Growing up long before the aide of the internet and Google, school was all about the color photos in our text books. One of my favorite subjects was science. I loved how the books were filled with vivid color pictures of cells, atoms and of course, outer space. To this day, I never wanted to be an astronaut but I was always taken by the idea of an endless universe. In particular were the Supernova star phenomena. How could something so big, so beautiful and hot reach an epic stage of explosion? Well, I will share just how similar a life without balance and boundaries are to the fate of the Supernova.
When we look at the concept of the Supernova, it is really a star that has accumulated too much nuclear particles and simply implodes from the added stress. As I looked back on my vintage science class years, I remembered the demise of the Supernova began with one of two factors; first when it picks up too many toxic excess from neighboring stars and second when the Supernova itself runs out of nuclear fuel. Sounds familiar doesn’t it? When we look at what causes us to implode and burn out it is usually centered on either taking on too many of the problems around us or just running out of gas in our mental tank.
As I share a few points on keeping your Supernova life intact and avoiding burn out, be honest with yourself and make the necessary adjustments to bring balance to your day.
- Know yourself and your limitations: This is first because it is the hardest. We generally take on more than we can handle because we aren’t realistic about what we can and cannot do. There’s only 24 hours in a day. This means in order to truly serve others, you have to make sure your business is handled first. You will be of no use to anyone if you are on your back due to exhaustion. Get a firm grip on your current obligations and identify when enough is enough.

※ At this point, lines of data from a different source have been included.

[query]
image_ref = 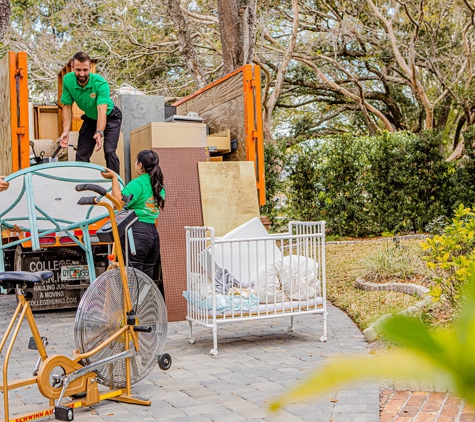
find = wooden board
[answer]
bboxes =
[0,54,12,175]
[198,161,260,237]
[173,65,265,205]
[34,105,60,140]
[176,70,242,115]
[175,71,247,162]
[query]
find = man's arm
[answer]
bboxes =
[93,104,108,152]
[59,105,72,148]
[0,176,9,192]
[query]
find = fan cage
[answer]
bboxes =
[74,267,167,388]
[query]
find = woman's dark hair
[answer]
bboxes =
[137,150,165,209]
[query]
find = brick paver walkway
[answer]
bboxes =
[380,390,475,421]
[0,294,380,422]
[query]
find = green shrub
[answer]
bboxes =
[286,136,370,237]
[363,131,451,234]
[281,130,454,237]
[421,204,475,306]
[449,127,475,210]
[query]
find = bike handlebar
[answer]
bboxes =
[77,196,97,206]
[75,183,108,197]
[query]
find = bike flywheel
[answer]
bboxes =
[74,267,167,388]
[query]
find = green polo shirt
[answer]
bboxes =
[122,173,165,224]
[60,72,114,120]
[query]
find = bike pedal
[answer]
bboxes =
[54,405,74,421]
[28,336,47,350]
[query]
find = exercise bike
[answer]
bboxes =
[0,183,171,421]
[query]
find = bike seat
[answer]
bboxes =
[0,271,53,289]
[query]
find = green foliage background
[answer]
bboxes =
[264,130,475,238]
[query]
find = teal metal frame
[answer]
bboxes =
[0,162,124,285]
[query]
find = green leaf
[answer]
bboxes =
[380,315,450,369]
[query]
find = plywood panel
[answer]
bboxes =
[177,87,246,162]
[176,72,243,115]
[206,96,246,161]
[198,162,260,237]
[36,106,59,140]
[0,54,12,175]
[156,147,208,322]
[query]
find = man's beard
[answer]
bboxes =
[76,74,89,85]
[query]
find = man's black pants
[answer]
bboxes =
[76,106,122,174]
[120,221,160,280]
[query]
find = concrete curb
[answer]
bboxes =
[355,277,431,343]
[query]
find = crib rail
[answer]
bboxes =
[184,221,327,355]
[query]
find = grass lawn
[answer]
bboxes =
[326,238,423,331]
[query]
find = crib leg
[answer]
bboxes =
[210,325,218,356]
[287,316,294,332]
[188,320,195,344]
[320,311,328,342]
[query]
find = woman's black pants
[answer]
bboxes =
[120,221,160,280]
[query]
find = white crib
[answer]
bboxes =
[184,221,327,355]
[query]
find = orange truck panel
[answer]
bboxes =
[9,51,29,172]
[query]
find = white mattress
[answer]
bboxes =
[200,217,283,286]
[209,297,324,317]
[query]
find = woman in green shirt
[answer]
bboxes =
[102,150,165,279]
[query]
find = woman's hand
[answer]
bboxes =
[101,169,116,180]
[101,168,124,208]
[0,176,9,192]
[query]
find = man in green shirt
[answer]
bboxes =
[59,52,122,174]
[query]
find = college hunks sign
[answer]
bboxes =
[19,253,90,311]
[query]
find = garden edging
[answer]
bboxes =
[355,276,430,343]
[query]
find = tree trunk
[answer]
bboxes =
[166,0,207,89]
[0,0,10,39]
[263,0,300,142]
[217,0,256,74]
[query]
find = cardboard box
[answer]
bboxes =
[130,122,207,178]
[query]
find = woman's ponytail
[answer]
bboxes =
[136,150,165,209]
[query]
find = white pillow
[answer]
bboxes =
[277,255,320,300]
[255,262,289,303]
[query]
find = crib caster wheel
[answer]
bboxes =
[210,349,218,356]
[319,336,327,342]
[287,326,294,332]
[158,353,172,370]
[55,405,74,421]
[189,337,195,344]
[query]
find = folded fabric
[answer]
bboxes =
[215,267,241,294]
[183,291,259,313]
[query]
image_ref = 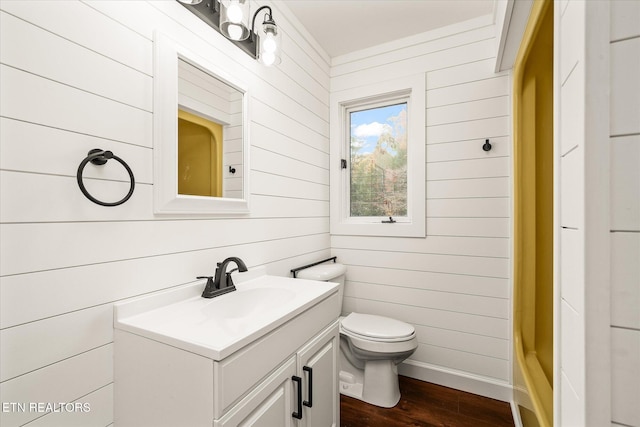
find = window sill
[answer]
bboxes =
[330,219,425,238]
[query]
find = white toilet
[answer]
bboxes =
[296,262,418,408]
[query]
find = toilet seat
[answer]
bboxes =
[339,312,418,360]
[341,313,416,343]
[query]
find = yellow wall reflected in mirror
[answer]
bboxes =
[177,109,223,197]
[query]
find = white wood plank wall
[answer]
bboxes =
[556,1,588,424]
[330,15,512,396]
[609,1,640,426]
[0,1,331,425]
[556,1,639,425]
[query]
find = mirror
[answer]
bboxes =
[153,32,249,215]
[177,59,244,199]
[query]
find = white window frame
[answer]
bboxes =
[330,75,425,237]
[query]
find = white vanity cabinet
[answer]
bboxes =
[114,273,340,427]
[214,356,297,427]
[296,323,339,427]
[216,321,339,427]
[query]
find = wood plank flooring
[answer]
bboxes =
[340,376,515,427]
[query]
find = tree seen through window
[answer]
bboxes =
[349,103,408,217]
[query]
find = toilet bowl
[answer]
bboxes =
[296,262,418,408]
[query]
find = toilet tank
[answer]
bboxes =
[296,263,346,313]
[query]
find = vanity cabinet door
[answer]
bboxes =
[296,321,340,427]
[215,357,296,427]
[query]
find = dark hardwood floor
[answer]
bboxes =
[340,376,515,427]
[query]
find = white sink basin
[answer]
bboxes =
[200,287,296,319]
[114,268,339,360]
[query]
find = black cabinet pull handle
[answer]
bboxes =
[303,366,313,407]
[292,375,303,420]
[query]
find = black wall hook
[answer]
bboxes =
[482,139,492,151]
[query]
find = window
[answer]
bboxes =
[330,75,425,237]
[348,100,408,219]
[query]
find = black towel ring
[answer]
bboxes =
[77,149,135,207]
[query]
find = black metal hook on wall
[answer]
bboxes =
[483,139,492,151]
[77,149,135,207]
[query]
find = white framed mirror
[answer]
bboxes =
[153,31,250,215]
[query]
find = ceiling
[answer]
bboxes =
[282,0,496,58]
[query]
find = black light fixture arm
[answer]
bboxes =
[250,5,273,41]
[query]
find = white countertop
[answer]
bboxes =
[114,269,339,360]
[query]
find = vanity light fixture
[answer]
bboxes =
[176,0,281,66]
[253,5,281,66]
[220,0,250,41]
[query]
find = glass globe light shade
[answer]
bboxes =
[258,22,281,66]
[226,1,243,24]
[226,24,243,41]
[220,0,249,41]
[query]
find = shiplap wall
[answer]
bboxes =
[609,1,640,426]
[330,16,513,398]
[0,1,330,425]
[556,1,640,426]
[556,1,591,424]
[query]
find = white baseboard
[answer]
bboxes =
[398,359,513,402]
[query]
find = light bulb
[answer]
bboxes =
[263,33,277,54]
[226,1,243,24]
[261,51,276,66]
[227,24,243,40]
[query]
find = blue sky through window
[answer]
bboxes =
[350,103,407,155]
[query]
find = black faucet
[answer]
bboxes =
[199,257,248,299]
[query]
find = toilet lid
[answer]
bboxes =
[341,313,415,340]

- Retrain those around you to recognize boundaries: People most often treat us how we train them to treat us. When I hear clients complain about being used and abused my first question is usually about their own boundaries. The key to boundaries is it establishes lines of property. This is yours and this is mine. You can’t be angry at the neighbor who walks across your pretty garden if there’s no indicator of your property line. In life, you have to put up a few fences to let people know this is an area you may not trample.
- Embrace the power of ‘NO’: It never ceases to amaze me how liberating and controversial the little ‘NO’ can be. Nothing helps to expose motives than when someone is told no. I’ve seen friendships end because of it. ‘NO’ means I’ve reached a limit and I have to decline at this time. It’s not personal or a sign of rejection. I have grown to understand that I do not have to feel guilty for exercising my free will to decline your request. In fact, ‘NO’ can be a great sign of maturity that a person is finally thinking and acting for themselves.
Your life may be on a meteoric rise in your business, personal life or even your family. After overcoming trial after trial the only thing that can stop you now is yourself. Burnout is real and affects people more than any other attack. We simply implode and disappear. Take these principles and arm yourself against this self-inflicted disease. Those around you deserve the best, healthiest version of you. Embrace your inner ‘star’ and live well.